Post Intensive Care

Post Intensive Care Management

The management of acutely sick surgical and medical patients by the appropriately skilled staff, in the best setting is an aim of best clinical practice. Key components of improved outcomes for the sickest patients, who do not quite need Intensive care or have been stepped down from the Intensive Care unit, are: a senior experienced clinician, often with a Critical Care training background, skilled nursing and support staff, and a close working relationship with the Intensive Care/High Dependency unit.

The common complications of acutely sick patients include sepsis (i.e the manifestations of infection), which is still an underrecognised and often inadequately managed condition, that is as common as acute myocardial infarction, and yet accounts for between 30-60% of deaths in critically ill patients. See The challenge is to identify the features of sepsis, its likely cause, removal of the source of the infection, timely fluid and haemodynamic management, and early, appropriate antibiotic treatment.

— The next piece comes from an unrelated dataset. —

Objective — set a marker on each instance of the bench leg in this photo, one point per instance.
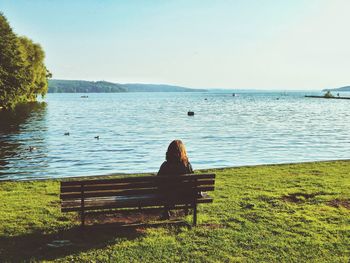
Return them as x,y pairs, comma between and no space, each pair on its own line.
195,214
82,217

Post Intensive Care Complications

Breathing difficulties, due to a variety of causes such as inadequate cough post operatively, chest infections, pneumonia, pulmonary embolism, acute coronary syndromes often complicate the management of acute illness and post operative patients.

Difficulties with fluid management of patients with renal dysfunction and/or heart failure are another important referral request, in whom timely intervention can change outcomes beneficially. These are amongst the commonest reasons for referral to Intensive Care/High Dependency specialists. Their skill set and experience is linked to improved outcomes in a high dependency setting for surgical and medical patients.